In the final analysis, the male and the female do not have to give up sexual relations well into advanced age, as long as they remain in good physical condition and have partners who are interested in them and interesting to them.
Any man who can't make it with a woman is suffering from severe, Psychiatric problems
As Gershwin's Sportin' Life said, "It ain't necessarily so." Certainly, there can be a background of psychopathology in cases of impotence and premature ejaculation--the two major types of male sexual inadequacy. But often these dysfunctions are caused by faulty conditioning, negative sex education and/or pervasive ignorance (often compounded by irrational fear).
The underlying cause of premature ejaculation, in our estimation, is the male habit of "going for the goal line," with nothing valued in between.
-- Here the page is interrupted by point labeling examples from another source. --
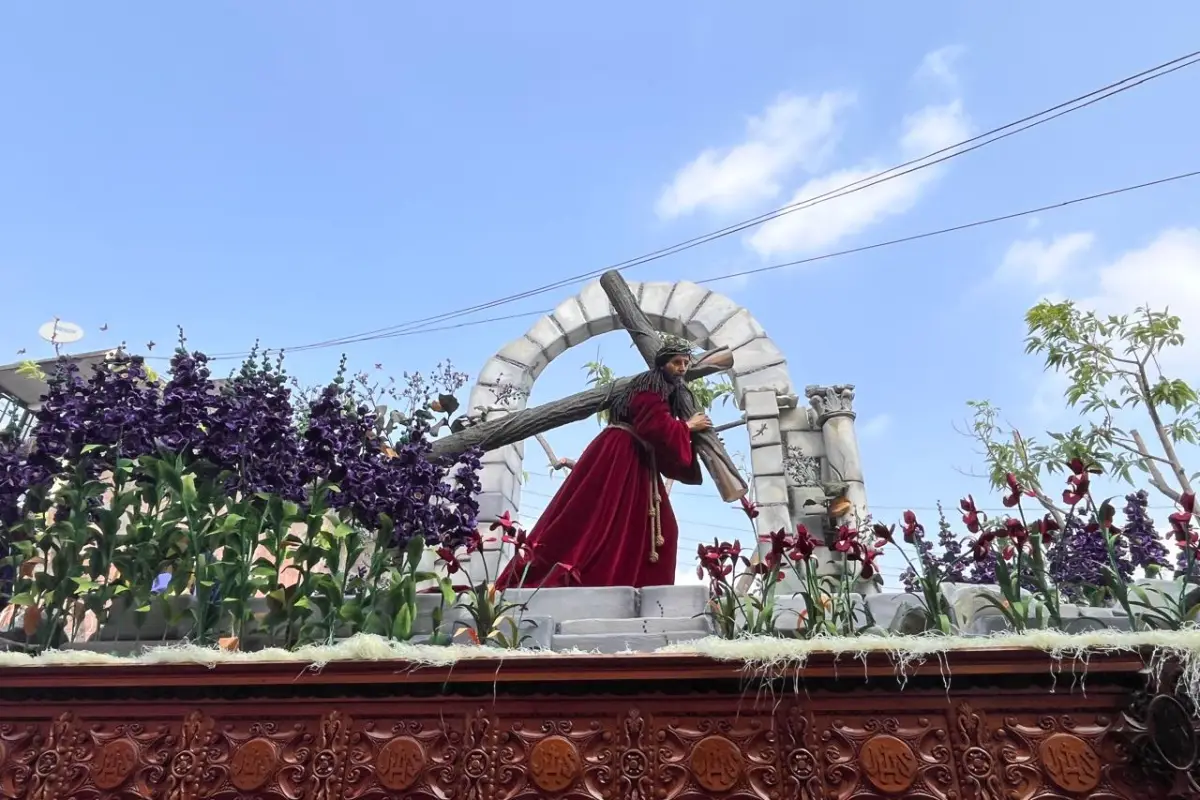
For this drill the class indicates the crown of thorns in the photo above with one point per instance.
(672, 347)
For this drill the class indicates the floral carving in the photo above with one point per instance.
(417, 757)
(580, 758)
(1049, 755)
(19, 746)
(798, 747)
(60, 767)
(892, 756)
(635, 745)
(635, 774)
(702, 756)
(972, 746)
(197, 761)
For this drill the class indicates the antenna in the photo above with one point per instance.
(59, 332)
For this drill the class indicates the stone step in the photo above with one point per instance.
(636, 625)
(577, 602)
(672, 601)
(609, 643)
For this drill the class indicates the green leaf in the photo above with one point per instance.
(187, 492)
(402, 626)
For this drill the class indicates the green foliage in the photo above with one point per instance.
(1113, 367)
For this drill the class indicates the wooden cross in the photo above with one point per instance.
(520, 426)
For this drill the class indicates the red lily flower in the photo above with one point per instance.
(849, 543)
(505, 523)
(520, 541)
(1080, 481)
(780, 542)
(1047, 527)
(1014, 530)
(447, 557)
(750, 509)
(474, 542)
(982, 546)
(971, 516)
(1015, 491)
(1181, 521)
(805, 545)
(869, 569)
(912, 529)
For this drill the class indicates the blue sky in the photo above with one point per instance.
(298, 172)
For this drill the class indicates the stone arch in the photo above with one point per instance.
(760, 377)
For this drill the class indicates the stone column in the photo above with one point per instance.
(834, 414)
(771, 491)
(832, 411)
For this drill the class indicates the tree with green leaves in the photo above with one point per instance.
(1114, 367)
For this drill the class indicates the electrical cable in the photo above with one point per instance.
(952, 151)
(810, 259)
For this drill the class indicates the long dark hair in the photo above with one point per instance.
(672, 390)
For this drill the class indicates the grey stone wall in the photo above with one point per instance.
(760, 377)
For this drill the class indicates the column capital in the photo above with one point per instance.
(831, 401)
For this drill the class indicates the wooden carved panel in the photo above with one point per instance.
(888, 757)
(702, 757)
(1049, 756)
(600, 741)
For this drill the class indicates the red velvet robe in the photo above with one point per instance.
(597, 529)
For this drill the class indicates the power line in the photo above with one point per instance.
(952, 510)
(863, 248)
(899, 170)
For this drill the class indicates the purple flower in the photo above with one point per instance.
(1079, 555)
(1146, 548)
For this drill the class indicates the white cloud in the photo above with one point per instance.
(821, 226)
(1043, 263)
(937, 66)
(793, 132)
(1164, 275)
(876, 426)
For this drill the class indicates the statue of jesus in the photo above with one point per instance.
(611, 523)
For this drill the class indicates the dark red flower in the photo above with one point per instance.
(1045, 528)
(750, 509)
(971, 516)
(1079, 481)
(1015, 491)
(849, 542)
(1181, 521)
(521, 543)
(982, 546)
(780, 542)
(869, 569)
(447, 557)
(1014, 530)
(805, 545)
(505, 523)
(912, 529)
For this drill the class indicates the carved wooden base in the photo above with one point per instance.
(612, 728)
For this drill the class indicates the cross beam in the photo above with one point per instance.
(707, 444)
(529, 422)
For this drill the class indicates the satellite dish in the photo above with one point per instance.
(60, 332)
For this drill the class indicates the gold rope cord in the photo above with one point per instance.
(655, 510)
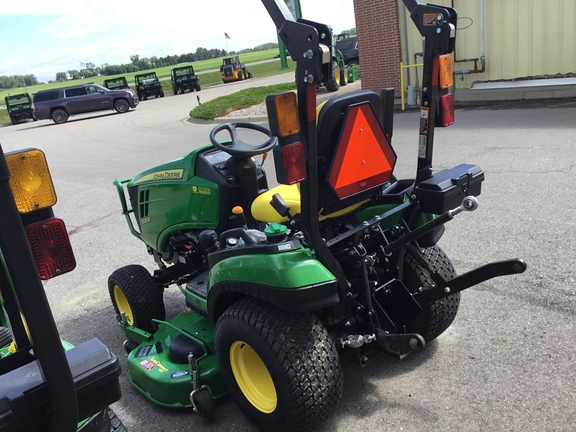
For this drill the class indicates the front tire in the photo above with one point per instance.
(438, 316)
(281, 368)
(133, 291)
(59, 116)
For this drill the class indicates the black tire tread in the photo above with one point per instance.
(144, 295)
(436, 318)
(308, 368)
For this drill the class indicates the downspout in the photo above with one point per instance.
(482, 58)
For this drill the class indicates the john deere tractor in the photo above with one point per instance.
(148, 84)
(233, 70)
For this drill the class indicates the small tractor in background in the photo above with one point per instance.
(148, 84)
(183, 78)
(233, 70)
(116, 83)
(19, 107)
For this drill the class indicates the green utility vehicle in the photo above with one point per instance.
(19, 107)
(116, 83)
(148, 84)
(183, 78)
(340, 261)
(45, 384)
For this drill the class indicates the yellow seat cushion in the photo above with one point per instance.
(264, 212)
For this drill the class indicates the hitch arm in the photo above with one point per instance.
(481, 274)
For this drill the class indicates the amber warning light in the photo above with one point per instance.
(34, 195)
(289, 157)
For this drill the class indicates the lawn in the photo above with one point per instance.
(207, 79)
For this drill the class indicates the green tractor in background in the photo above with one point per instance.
(148, 84)
(183, 78)
(19, 107)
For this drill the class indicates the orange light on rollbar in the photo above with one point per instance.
(445, 66)
(287, 114)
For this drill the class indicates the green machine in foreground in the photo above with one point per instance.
(340, 261)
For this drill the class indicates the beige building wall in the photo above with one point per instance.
(522, 38)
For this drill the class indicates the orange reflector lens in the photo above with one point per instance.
(30, 180)
(446, 77)
(50, 248)
(447, 109)
(294, 163)
(287, 114)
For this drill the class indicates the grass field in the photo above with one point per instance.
(207, 79)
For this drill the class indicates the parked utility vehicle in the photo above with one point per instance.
(340, 260)
(148, 84)
(116, 83)
(183, 78)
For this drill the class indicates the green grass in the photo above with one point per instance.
(163, 72)
(207, 79)
(242, 99)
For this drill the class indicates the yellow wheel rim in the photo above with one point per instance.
(252, 377)
(122, 304)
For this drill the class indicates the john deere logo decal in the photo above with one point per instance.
(176, 174)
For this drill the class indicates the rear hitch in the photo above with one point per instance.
(400, 344)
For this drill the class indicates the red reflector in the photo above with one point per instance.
(294, 163)
(447, 109)
(51, 248)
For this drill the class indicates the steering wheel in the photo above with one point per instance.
(239, 148)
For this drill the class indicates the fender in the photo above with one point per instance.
(291, 280)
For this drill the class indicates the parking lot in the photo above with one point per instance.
(506, 363)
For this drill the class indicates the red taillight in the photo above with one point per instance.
(447, 109)
(50, 248)
(294, 163)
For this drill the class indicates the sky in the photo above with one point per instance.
(41, 37)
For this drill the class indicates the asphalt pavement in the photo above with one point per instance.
(506, 363)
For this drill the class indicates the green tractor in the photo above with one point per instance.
(148, 84)
(339, 261)
(183, 78)
(19, 107)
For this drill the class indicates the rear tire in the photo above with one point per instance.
(281, 368)
(59, 116)
(133, 291)
(121, 106)
(438, 316)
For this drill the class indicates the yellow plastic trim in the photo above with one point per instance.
(263, 211)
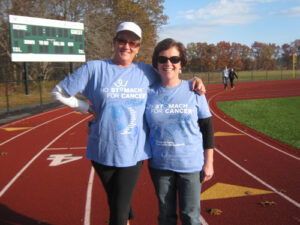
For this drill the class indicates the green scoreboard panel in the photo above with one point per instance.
(44, 40)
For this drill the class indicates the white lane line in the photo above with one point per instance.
(258, 179)
(36, 156)
(88, 204)
(30, 117)
(20, 134)
(249, 135)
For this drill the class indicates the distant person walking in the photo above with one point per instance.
(232, 75)
(225, 75)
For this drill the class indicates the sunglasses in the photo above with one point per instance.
(173, 59)
(123, 42)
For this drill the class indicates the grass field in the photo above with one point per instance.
(253, 75)
(275, 117)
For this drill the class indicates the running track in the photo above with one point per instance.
(45, 179)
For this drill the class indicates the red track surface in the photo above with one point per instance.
(45, 178)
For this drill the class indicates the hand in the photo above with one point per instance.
(88, 127)
(198, 86)
(208, 171)
(91, 111)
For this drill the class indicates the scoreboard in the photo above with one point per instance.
(45, 40)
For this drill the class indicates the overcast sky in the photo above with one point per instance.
(241, 21)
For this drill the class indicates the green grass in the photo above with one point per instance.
(254, 75)
(276, 117)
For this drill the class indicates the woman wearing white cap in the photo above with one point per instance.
(117, 89)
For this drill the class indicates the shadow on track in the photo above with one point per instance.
(10, 217)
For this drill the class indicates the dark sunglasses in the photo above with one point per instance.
(173, 59)
(123, 42)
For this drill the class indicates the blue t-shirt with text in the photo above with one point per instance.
(118, 95)
(176, 140)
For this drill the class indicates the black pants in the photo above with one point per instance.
(119, 184)
(231, 82)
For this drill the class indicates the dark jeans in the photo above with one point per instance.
(119, 184)
(225, 81)
(167, 183)
(231, 82)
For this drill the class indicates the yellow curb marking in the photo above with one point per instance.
(222, 190)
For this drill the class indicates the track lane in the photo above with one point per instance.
(275, 168)
(51, 188)
(63, 190)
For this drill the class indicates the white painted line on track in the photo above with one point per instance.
(30, 117)
(249, 135)
(88, 204)
(36, 156)
(33, 128)
(258, 179)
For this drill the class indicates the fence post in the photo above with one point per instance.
(7, 99)
(41, 95)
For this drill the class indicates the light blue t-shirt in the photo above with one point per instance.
(175, 137)
(118, 95)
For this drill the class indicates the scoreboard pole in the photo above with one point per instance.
(26, 78)
(294, 65)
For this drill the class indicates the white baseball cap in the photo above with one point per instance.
(130, 26)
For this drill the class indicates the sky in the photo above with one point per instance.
(239, 21)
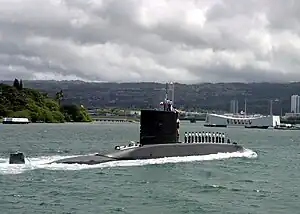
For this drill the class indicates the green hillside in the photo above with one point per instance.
(18, 101)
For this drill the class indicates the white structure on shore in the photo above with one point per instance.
(249, 121)
(295, 104)
(12, 120)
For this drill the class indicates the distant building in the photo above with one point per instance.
(234, 107)
(295, 104)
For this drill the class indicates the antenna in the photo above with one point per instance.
(173, 93)
(167, 88)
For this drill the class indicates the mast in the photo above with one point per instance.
(245, 113)
(173, 92)
(271, 107)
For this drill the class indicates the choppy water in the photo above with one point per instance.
(264, 179)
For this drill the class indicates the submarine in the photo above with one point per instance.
(159, 138)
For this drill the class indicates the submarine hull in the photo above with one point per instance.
(156, 151)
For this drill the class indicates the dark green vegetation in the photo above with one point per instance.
(204, 96)
(18, 101)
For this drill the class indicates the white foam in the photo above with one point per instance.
(43, 162)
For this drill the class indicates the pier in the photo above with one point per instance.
(115, 120)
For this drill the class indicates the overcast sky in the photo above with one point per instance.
(150, 40)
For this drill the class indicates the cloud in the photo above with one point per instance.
(150, 40)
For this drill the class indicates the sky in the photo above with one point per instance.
(186, 41)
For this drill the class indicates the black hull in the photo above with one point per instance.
(214, 125)
(256, 127)
(156, 151)
(15, 122)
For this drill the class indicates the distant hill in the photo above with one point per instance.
(204, 96)
(19, 101)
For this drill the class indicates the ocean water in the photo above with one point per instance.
(263, 179)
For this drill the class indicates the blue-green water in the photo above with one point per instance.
(262, 183)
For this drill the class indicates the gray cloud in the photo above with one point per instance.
(151, 40)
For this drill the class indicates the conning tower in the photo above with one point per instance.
(158, 127)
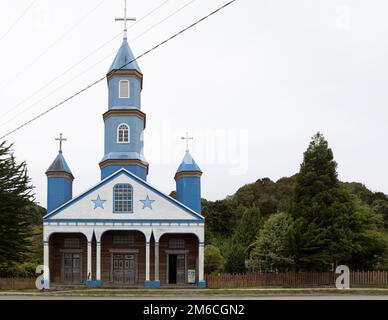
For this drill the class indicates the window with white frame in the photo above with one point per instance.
(71, 243)
(122, 198)
(123, 134)
(124, 89)
(123, 239)
(176, 244)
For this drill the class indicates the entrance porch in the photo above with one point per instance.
(124, 258)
This reflects male disregard for female satisfaction, an attitude that is usually conditioned in the young man before his sex ethic is fully formed. Many men who ejaculate before their partners are satisfied were initially exposed to quickie sex relations with girls in the back seats of cars or with importuning prostitutes. Similarly, the first sexual experiences of some men are under intense pressure in cheap motels or behind park bushes. Also, the adolescent practice colloquially called dry humping teaches disregard for female satisfaction, as does coitus interruptus, the technique in which the male withdraws his penis just prior to ejaculation; he may (or may not) accomplish birth control, but he usually leaves his partner in a state of high sexual excitation.
Clinical experience convinces us that since premature ejaculation is usually a result of faulty conditioning, it can almost invariably be cured by simple reconditioning techniques, accompanied by counseling that stresses the importance of the male's concern for his partner's pleasure, both physiological and psychological. If there is an accompanying neurosis--and there frequently is--then that condition may require psychotherapy. But the inability to control the ejaculatory process is not necessarily linked to a psychiatric condition.
Impotence is a more complex dysfunction and more often does, indeed, have an underlying psychopathology. But almost as often it does not. Many men have normal sex lives for 10, 20 and 30 years before the onset of erective inadequacy. In some cases, these men are premature ejaculators whose wives complain of their inadequacy to the extent that the husbands finally become convinced they lack manhood and consequently lose their power to erect. In other cases, a bout with drugs or alcohol, or fatigue or preoccupation or a fight with one's partner can induce an episode of impotence, which, if not understood and placed in its proper context, may lead to a fear syndrome that perpetuates the problem. Moreover, some men who are adequately attuned mentally fail to have erections because of an endocrine imbalance or other physiological disability. This is relatively rare, but it occurs. One of the saddest and most unnecessary causes of impotence is the male's tendency to convince himself that he won't be able to function sexually beyond a certain age. As we pointed out in the preceding myth, advancing age does not prevent sexual activity; thinking it will might well prevent it.
The male's erective function is incredibly complex and can fail for a number of causes, some of them psychopathological but, as we have seen, many of them not. As a final note, we'd like to add that the professions that are most experienced at treating sexual inadequacy are the clerical and the behavioral (psychologists, social workers and marriage counselors). Psychiatrists and physicians fall quite a bit behind.